Ships were absurdly high-maintenance - leaks could and did spring up just from changing speed. And while it doesn't take skilled hands to make oakum (think a form of caulking, made from pitch and bits of line too old and frayed to keep using as line), it's far better to have too many carpenters than too few.

And if an injury occurred on the high seas? It was likely to be a pretty bad one (the forces exerted on the many moving parts of a ship were often on par with that of industrial machinery - if a line snapped unexpectedly, it could very well lash a sailor and cut him all the way down to the bone; having one's hand between a belaying pin and a rail when a sudden wind takes all the slack out of the line could crush the hand badly enough to necessitate amputation), so you want as many professionals who can actually keep sailors alive as possible. Even if you have to kidnap them. :smalleek:

2016-12-16, 12:37 PM
The value of a surgeon really depends on how high-magic your world is, though. In a typical D&D world, healing magic is better than surgery (a surgeon can amputate your hand, a cleric can restore it), but you want the cleric to be someone you can trust, considering they can kill with a word (depending on level and deity, they might also be able to set the ship on fire as easily as anything else).
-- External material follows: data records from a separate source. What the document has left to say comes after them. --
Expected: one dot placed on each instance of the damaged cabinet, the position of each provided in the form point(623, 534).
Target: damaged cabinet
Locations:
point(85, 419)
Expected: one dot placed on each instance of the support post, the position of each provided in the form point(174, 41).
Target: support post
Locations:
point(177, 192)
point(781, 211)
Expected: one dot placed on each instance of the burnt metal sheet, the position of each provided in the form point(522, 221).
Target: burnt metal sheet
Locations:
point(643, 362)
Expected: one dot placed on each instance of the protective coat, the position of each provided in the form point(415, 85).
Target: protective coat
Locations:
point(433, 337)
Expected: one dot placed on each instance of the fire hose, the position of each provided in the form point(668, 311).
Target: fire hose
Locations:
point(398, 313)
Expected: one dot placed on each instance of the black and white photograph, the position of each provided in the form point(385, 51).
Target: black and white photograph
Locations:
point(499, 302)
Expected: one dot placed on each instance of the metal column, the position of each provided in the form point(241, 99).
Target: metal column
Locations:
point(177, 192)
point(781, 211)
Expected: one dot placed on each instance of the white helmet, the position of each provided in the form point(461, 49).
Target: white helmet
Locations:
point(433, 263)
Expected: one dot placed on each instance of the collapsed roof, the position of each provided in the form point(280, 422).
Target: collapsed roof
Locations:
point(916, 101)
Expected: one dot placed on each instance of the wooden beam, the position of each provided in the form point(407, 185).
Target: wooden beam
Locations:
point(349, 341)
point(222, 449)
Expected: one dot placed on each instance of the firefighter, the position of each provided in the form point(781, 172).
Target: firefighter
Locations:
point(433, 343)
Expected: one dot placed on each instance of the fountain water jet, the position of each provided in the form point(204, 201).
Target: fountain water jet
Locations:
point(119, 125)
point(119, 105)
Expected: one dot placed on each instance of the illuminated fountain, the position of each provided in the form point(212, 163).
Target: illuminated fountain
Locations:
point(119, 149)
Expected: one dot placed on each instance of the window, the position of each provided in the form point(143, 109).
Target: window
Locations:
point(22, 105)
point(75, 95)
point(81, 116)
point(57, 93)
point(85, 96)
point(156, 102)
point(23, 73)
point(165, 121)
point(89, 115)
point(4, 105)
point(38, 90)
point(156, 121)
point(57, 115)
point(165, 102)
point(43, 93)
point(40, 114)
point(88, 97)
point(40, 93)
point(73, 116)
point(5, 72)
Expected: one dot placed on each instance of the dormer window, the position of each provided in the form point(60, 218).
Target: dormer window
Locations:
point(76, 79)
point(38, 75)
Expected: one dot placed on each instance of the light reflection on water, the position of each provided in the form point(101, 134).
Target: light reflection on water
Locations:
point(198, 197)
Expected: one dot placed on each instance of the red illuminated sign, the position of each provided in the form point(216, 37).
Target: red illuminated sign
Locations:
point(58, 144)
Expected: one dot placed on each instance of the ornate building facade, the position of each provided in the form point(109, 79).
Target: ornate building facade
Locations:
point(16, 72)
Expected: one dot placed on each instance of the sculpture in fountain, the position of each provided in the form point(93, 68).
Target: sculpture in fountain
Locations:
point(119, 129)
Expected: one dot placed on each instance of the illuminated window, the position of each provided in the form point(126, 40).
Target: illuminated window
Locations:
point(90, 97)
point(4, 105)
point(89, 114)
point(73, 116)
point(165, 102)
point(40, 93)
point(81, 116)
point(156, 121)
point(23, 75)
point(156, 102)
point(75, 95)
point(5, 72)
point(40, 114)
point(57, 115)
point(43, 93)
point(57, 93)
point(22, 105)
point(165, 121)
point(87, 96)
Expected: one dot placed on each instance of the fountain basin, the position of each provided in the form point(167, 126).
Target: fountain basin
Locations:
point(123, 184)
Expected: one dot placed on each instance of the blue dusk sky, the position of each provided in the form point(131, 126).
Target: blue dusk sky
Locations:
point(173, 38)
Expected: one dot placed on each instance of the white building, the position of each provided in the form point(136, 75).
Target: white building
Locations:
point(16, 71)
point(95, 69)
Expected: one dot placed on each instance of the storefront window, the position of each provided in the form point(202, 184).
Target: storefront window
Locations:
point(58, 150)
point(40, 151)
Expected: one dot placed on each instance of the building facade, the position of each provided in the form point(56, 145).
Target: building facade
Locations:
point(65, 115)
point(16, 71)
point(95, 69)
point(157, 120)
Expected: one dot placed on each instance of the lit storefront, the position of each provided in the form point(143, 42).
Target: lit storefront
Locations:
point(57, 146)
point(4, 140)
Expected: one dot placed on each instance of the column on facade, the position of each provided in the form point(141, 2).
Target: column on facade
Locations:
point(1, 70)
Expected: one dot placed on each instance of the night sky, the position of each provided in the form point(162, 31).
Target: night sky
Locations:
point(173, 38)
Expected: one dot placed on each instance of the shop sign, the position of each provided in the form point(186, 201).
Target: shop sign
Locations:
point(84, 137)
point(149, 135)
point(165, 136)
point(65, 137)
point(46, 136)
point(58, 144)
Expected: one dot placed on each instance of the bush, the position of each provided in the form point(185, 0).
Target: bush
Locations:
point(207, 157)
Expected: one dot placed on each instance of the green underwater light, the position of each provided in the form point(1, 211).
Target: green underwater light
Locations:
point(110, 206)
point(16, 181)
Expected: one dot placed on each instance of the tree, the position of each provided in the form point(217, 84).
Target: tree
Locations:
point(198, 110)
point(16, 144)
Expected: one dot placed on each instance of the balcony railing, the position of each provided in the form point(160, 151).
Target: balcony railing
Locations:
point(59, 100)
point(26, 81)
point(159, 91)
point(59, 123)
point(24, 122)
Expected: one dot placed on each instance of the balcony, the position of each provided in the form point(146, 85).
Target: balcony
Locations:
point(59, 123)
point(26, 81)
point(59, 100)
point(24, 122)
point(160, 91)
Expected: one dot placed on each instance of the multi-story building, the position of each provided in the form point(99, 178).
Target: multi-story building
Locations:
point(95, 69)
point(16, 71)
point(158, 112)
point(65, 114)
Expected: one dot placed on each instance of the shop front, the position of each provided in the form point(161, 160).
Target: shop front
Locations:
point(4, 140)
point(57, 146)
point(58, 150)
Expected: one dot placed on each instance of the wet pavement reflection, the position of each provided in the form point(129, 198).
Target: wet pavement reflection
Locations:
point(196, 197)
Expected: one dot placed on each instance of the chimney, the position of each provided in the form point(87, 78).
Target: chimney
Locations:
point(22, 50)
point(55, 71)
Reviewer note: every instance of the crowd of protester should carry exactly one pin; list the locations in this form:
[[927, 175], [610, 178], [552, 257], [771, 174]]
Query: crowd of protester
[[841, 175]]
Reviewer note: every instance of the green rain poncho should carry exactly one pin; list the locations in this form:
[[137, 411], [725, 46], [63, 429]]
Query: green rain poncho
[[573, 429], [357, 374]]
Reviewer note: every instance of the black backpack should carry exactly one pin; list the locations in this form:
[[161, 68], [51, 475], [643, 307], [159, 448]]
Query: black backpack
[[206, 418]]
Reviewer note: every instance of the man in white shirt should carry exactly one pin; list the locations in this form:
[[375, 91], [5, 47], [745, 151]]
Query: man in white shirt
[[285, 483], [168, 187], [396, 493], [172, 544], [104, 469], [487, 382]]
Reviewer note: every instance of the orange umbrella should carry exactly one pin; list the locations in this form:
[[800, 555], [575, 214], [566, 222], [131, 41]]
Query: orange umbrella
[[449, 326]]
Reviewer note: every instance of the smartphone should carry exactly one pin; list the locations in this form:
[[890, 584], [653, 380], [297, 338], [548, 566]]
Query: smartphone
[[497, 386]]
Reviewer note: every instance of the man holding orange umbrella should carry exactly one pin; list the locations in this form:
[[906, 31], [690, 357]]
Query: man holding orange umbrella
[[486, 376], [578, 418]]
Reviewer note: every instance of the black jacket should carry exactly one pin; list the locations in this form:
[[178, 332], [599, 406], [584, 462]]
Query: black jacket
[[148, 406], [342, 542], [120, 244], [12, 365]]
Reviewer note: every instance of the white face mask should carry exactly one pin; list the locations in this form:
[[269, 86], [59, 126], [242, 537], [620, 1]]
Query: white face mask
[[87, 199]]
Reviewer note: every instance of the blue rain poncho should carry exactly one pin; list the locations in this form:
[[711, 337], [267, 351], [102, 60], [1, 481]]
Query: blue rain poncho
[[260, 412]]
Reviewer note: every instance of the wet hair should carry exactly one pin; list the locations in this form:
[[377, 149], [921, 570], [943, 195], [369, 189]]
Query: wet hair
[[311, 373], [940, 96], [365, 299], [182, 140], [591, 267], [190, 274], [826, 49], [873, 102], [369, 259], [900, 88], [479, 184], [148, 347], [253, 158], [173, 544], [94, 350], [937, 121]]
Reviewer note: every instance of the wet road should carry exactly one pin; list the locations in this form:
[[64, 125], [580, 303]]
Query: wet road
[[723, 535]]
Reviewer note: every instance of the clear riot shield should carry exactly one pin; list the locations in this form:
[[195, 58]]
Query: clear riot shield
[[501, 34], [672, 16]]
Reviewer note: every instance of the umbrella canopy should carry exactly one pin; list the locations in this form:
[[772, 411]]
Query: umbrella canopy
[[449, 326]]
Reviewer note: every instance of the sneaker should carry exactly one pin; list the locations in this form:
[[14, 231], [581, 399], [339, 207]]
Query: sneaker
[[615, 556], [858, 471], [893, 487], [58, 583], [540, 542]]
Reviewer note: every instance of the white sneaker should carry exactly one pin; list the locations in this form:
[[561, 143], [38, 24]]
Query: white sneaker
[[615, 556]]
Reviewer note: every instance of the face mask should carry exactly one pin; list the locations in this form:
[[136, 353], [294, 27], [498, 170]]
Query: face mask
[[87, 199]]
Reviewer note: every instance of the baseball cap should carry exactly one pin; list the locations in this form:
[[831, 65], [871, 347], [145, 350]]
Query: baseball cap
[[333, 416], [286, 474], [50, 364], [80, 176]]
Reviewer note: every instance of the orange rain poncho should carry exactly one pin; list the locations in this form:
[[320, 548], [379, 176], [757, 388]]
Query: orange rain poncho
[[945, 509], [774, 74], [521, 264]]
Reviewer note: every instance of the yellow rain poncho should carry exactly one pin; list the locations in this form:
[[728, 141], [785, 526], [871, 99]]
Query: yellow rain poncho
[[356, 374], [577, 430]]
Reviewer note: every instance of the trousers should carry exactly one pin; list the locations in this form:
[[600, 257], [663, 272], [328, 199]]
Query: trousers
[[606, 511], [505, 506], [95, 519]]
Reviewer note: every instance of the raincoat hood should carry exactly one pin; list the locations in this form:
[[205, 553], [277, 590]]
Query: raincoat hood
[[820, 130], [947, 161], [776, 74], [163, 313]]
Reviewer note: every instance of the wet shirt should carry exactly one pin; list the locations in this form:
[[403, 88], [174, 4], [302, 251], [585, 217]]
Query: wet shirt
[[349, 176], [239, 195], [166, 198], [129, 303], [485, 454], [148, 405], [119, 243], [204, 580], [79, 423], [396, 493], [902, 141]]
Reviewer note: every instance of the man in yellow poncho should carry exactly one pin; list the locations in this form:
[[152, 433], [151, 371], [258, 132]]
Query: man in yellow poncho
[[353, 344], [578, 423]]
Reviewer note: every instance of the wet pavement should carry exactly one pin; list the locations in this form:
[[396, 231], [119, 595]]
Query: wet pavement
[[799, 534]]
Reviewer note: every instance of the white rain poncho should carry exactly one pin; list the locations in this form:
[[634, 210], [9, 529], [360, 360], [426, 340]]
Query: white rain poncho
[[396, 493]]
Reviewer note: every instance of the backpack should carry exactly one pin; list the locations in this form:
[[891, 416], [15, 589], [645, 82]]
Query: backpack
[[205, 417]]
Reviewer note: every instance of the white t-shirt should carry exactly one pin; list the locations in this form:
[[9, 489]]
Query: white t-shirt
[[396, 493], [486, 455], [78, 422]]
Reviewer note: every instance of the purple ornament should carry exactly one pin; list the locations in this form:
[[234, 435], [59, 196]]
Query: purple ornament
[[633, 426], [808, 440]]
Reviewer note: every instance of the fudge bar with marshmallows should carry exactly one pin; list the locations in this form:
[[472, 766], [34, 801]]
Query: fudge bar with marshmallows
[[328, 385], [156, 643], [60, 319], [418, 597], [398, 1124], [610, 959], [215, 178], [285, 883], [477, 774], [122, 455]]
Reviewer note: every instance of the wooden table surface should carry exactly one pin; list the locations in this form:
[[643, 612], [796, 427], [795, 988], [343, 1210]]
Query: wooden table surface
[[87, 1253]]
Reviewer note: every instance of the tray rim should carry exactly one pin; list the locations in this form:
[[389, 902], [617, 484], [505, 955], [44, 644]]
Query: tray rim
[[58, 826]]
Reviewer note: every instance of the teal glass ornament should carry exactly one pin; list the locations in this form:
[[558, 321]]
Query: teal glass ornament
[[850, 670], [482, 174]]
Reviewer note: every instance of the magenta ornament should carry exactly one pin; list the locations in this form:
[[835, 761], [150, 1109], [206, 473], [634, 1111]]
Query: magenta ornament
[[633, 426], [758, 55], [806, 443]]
Carpenters, though, you absolutely need. You're going to need bigger repairs than a Mending spell can do, more frequently than your cleric can cast Make Whole.

2016-12-16, 09:30 PM
Well, even divorced from the danger of capturing a man who can kill you with a word (after all, the OP was mainly looking for real-world sailing/piracy information), a surgeon also doesn't lose access to his ability to perform surgery when he discovers he rather enjoys being on the giving end of piracy rather than the receiving, where a Lawful Cleric might.